What would be your no holds barred, no expense spared dream shoot?
I really want to do a photo shoot in space.
How do you define your style?
Conceptual, fine art, anything along those lines!
What’s a must have in your gear bag?
5D Mark II and 50mm 1.4. I’ve had a 50mm since I started photography, It’s perfect for my type of work and I’ve learned it like the back of my hand.
I recently bought an 85mm 1.8 to change up my rig a bit and see what I can create with it. I love the bokeh it provides and it’s so great for expansions! The lens has virtually no distortions so lining up expansion photos in Photoshop is so nice!
What challenges have you faced while creating?
Sometimes I don’t have a specific idea when I go out to shoot my photo of the day so I go out into the forest and try to come up with an interesting idea. Sometimes my images don’t turn out the way I want them to in the end, but that’s ok because I’m not a perfect person. I’m here to learn.
What message do you want your photographs to convey?

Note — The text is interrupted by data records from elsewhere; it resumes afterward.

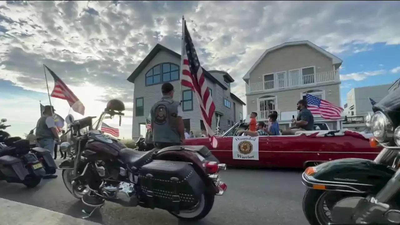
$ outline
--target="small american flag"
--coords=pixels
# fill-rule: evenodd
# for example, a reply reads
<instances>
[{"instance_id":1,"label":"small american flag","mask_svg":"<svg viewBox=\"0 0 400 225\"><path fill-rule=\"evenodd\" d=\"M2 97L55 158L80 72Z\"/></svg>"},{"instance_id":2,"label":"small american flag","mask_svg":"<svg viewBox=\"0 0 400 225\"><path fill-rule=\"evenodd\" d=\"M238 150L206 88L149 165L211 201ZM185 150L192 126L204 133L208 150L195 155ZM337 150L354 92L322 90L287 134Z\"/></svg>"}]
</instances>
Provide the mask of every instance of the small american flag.
<instances>
[{"instance_id":1,"label":"small american flag","mask_svg":"<svg viewBox=\"0 0 400 225\"><path fill-rule=\"evenodd\" d=\"M54 78L54 88L50 95L52 97L66 100L74 111L82 115L85 115L85 106L72 91L61 80L56 74L47 66L44 66Z\"/></svg>"},{"instance_id":2,"label":"small american flag","mask_svg":"<svg viewBox=\"0 0 400 225\"><path fill-rule=\"evenodd\" d=\"M120 130L118 128L111 127L104 123L102 123L101 129L100 130L102 132L108 133L114 137L120 137Z\"/></svg>"},{"instance_id":3,"label":"small american flag","mask_svg":"<svg viewBox=\"0 0 400 225\"><path fill-rule=\"evenodd\" d=\"M182 55L181 67L182 74L181 83L190 88L197 97L200 105L202 117L204 121L206 131L212 147L216 148L218 141L211 129L212 116L215 111L215 105L210 94L203 68L194 49L194 45L186 26L186 21L182 20Z\"/></svg>"},{"instance_id":4,"label":"small american flag","mask_svg":"<svg viewBox=\"0 0 400 225\"><path fill-rule=\"evenodd\" d=\"M338 120L342 117L340 114L343 111L342 107L309 94L306 94L306 97L308 105L307 108L313 114L320 115L321 117L327 120Z\"/></svg>"},{"instance_id":5,"label":"small american flag","mask_svg":"<svg viewBox=\"0 0 400 225\"><path fill-rule=\"evenodd\" d=\"M372 99L372 98L370 98L369 97L368 97L368 99L370 100L370 102L371 102L371 104L374 105L376 104L376 102L374 100L374 99Z\"/></svg>"}]
</instances>

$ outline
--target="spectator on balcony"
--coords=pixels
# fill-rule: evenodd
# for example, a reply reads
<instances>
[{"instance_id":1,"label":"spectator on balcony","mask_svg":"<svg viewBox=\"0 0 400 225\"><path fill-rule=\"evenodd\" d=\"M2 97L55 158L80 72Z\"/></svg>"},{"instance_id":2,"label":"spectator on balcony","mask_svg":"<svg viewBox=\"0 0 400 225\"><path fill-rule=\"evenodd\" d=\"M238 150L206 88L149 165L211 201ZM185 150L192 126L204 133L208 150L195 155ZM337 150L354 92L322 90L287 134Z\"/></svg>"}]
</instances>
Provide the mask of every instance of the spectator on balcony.
<instances>
[{"instance_id":1,"label":"spectator on balcony","mask_svg":"<svg viewBox=\"0 0 400 225\"><path fill-rule=\"evenodd\" d=\"M249 131L256 131L256 125L257 124L257 112L252 112L250 114L250 123L249 123Z\"/></svg>"}]
</instances>

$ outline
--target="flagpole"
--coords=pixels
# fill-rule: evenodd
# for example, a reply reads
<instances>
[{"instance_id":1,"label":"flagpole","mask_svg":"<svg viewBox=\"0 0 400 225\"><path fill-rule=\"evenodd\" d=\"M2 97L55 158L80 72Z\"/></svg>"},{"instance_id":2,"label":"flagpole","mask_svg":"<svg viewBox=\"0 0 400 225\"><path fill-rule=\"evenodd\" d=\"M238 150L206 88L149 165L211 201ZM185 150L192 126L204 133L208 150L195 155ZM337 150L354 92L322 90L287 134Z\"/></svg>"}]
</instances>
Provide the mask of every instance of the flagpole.
<instances>
[{"instance_id":1,"label":"flagpole","mask_svg":"<svg viewBox=\"0 0 400 225\"><path fill-rule=\"evenodd\" d=\"M186 54L186 52L184 50L185 49L185 16L182 16L182 48L181 48L181 55L180 55L180 77L181 80L182 79L182 76L183 75L183 56L184 54ZM180 101L182 102L182 81L180 82L179 85L179 96L180 96Z\"/></svg>"},{"instance_id":2,"label":"flagpole","mask_svg":"<svg viewBox=\"0 0 400 225\"><path fill-rule=\"evenodd\" d=\"M46 68L43 64L43 71L44 71L44 78L46 80L46 86L47 86L47 95L49 96L49 102L50 102L50 106L51 106L51 99L50 98L50 91L49 90L49 84L47 82L47 75L46 75ZM53 110L51 110L52 115L53 115Z\"/></svg>"}]
</instances>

In each image I strive to tell the story of a broken soul engulfed in the beauty of their surroundings, simulating that there is still hope in the world, and love can be found in our darkest moments. The reason for that is that just prior to getting into photography I was pretty depressed to the point where I wanted to kill myself, and I like to think photography played a big part in getting me out of that. I don’t want anyone to have to feel even close to how I felt. I think as humans we go through tough times or have negative thoughts now and again so I try to create images that give the viewer hope and dreams in any circumstance or no matter what level of emotion they are at.
With that whole idea in mind, I really want viewers to pursue their dreams and what make them truly happy.
How much post processing goes into a completed photo to achieve what you are looking for?
I always do a lot of Photoshop work to my images, it’s a big part of my style. From adding in a sky and altering the lighting, to piecing together expansions and manipulating different parts, I use a lot of Photoshop.
I made a joke once about being in a relationship with Photoshop because I fell asleep while editing and woke up cradling my laptop with Photoshop open. Scary stuff.
What are your plans for the future?
My biggest future plan right now is moving to Oregon in October! I’m going to be focusing on my 365-project and collaborating with others a lot. I’m not really sure what to expect but I need to take a big risk for my art. Yesterday I was driving in Portland and I saw Mount Hood in the distance and I got this feeling in my heart, almost like butterflies. It’s where I need to be, or so says my heart.
Do you have any advice for aspiring photographers?
Oh gosh theres so much! Follow your dreams and your heart. Practice, practice, practice. Never give up; persevere. Observe what photographers you look up to are doing. Put yourself out there. Ask questions. Be humble. Stay inspired. Master your craft. Work hard at what you love and the rest will follow. did I mention practice? PRACTICE!